I tuoi cento anni
(a Cesare Pavese nel centenario della nascita)
di Franco Seculin
Da sempre la paura di
disturbarti mi
ha tenuto lontano. In verità avrei voluto, sin dal primo momento, comunicarti
la gioia per averti
scoperto e l'infinita tristezza per averti perso, dieci anni prima di averti
conosciuto. Ma tu mi insegni che i confini di spazio e tempo sono soltanto
un'invenzione dell'uomo,
mentre le vere realtà sopravvivono ad ogni gesto, ecco perché in un momento ti
ho rivisto qui sulla soglia della camera dove attendo alle mie fatiche. Ma non
eri tu solo. Dietro di te immobile, una folla di volti si affannava per
primeggiare, come se fosse importante per tutti loro esserti a fianco e non
dare spazio a nessuno. Mi sono alzato dalla scrivania per fermarli o dare loro
un ordine di precedenza, ma tu sorridendo mi hai detto, e per la prima volta ho
ascoltato la tua voce, - lasciali fare,
non mi disturbano. Io li ho creati, so come sono… tutti. Devi capire la loro ansia , da quando li ho lasciati perché percorressero i sentieri
del mondo, conoscessero altre anime e si
dannassero o vivessero di vita nuova , non ho più avuto un'occasione
materiale per incontrarli. Ti ringrazio per averli evocati, così staremo un po'
insieme e capirai il mio dolore, e non disinteresse, per averli abbandonati.
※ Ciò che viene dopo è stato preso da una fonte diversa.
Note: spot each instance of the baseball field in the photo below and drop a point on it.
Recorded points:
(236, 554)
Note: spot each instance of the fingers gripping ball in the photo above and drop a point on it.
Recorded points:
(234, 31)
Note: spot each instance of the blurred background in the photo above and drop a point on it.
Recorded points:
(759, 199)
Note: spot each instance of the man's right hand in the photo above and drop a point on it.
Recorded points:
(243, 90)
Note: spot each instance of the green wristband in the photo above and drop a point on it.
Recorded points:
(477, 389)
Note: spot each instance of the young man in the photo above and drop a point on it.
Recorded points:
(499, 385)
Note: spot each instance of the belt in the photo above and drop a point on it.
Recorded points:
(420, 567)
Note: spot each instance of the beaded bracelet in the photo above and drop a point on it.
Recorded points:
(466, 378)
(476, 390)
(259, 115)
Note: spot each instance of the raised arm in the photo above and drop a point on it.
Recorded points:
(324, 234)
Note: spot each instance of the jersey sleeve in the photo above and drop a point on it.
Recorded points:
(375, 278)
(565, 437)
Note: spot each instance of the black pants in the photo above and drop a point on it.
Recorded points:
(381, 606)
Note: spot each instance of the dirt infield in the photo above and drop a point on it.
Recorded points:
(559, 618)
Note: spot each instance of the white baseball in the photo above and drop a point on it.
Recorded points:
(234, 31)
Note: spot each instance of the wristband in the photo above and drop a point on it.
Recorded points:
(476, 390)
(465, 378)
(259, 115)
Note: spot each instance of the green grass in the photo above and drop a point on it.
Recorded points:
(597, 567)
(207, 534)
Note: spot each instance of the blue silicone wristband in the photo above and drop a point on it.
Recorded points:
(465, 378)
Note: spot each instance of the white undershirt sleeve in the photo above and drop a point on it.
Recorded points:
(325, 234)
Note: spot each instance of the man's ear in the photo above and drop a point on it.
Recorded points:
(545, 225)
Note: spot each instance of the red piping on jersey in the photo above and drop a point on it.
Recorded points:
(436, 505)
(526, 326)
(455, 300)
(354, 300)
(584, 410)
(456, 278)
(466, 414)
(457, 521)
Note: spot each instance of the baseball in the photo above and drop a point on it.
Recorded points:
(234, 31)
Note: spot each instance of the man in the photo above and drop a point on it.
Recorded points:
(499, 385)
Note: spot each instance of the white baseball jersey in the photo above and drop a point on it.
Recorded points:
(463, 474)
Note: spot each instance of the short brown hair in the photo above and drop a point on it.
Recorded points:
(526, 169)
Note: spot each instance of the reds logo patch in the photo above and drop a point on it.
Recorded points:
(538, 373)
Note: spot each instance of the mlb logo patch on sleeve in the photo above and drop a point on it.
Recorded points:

Oh… certamente qualcuno deve averlo pensato, forse mi ha dipinto come un
egoista, timoroso che i frutti del suo parto prevaricassero la sua persona. Non
è andata così, mio caro amico.
Ancora non ci credevo.
Non era possibile che lui, il mio mentore senza saperlo, si indirizzasse a me
con tanta franchezza e che io potessi corrispondergli e fargli sapere quanto avevo penato
sui suoi libri e sui suoi versi per cercare di capire il perché, quando, e ora
potevo averne conferma, un perché non c'era . “ Un ultimo segno… e poi non scriverò più”. Così è stato. Non è
forse vero che anche per il più grande e forte degli uccelli, in natura arriva,
il giorno in cui capisce che il suo volare è finito? Che le grandi ali esauste
non potranno più sostenerlo nel suo volo libero?
- Dimmelo tu ti prego
che è così . Io ti ho vissuto dentro. Il tuo volo per
me continua ancora oggi e ti vedo, nei miei tramonti spiccare, in contro luce
contro un sole che muore ogni giorno per rinascere l'indomani. Ognuno di noi
sa, o crede di sapere, che il sole però non muore mai. Mi manca il coraggio di
dirti che un giorno , ma non per copiarti e rendermi
ridicolo anche davanti a me stesso, ho scritto : verrà la notte e avrà i tuoi
occhi. Quegli occhi così protetti da letterato qual'eri, ancora mi
scrutano, a volte, alla fine di un giorno inutile. E allora mi chiedo se fu la
scoperta dell'inutilità, anche di un solo giorno, a deciderti di segnare come
definitivo il tuo cammino con l'abbandono della penna.
Ora che sei qui
concedimi di ascoltarti ancora e parlami del mare. Di quel mare inteso, come disse
qualcuno, come un infinito dove perdersi è dovuto. Non è che non ci sia la tentazione in me di procedere verso
quella scoperta, ma è con te, se vuoi, e con il tuo cuore che vorrei essere
toccato e travolto da questa grande verità, che,solo a volte, con le parole qualcuno ha inteso rivelare : “… come
il mare profondo ed infinito”.
- Oh sì certo... grandi e belle parole e che musica a
seguirle. Ma vedi amico mio sarebbe troppo facile togliere da un invenzione poetica, anche nell'altro caso, un così grande
assunto di verità. L'uomo che si pone davanti all'infinito ,
da sempre ha cercato di raffigurarlo, ma dimmi come si fa a rappresentare
qualcosa che non si conosce? Non vorrei deluderti, come altri ho già deluso, ma
insieme faremmo poca strada. Credo che solo con la morte si possa approdare al
vero concetto di infinito che tanto ti angoscia. Se questo è vero, per chi pensa a un
altro mondo, allora fatti coraggio e segui quel pensatore, invocalo nella tua
solitudine, quando un solo pensiero potrebbe salvarti dall'essere , meschino e poca cosa. C'è altro che tu possa dire di me
che serva a consolare questa folla di comparse che mi preme, con urgenza, come
se io mi fossi troppo allontanato?
- Sì una sola cosa: io ero ragazzo e tu
mi hai fatto uomo. Anch'io oggi so cos'è il mestiere di vivere, anche se non mi
appartiene e , di questo, ti ringrazio.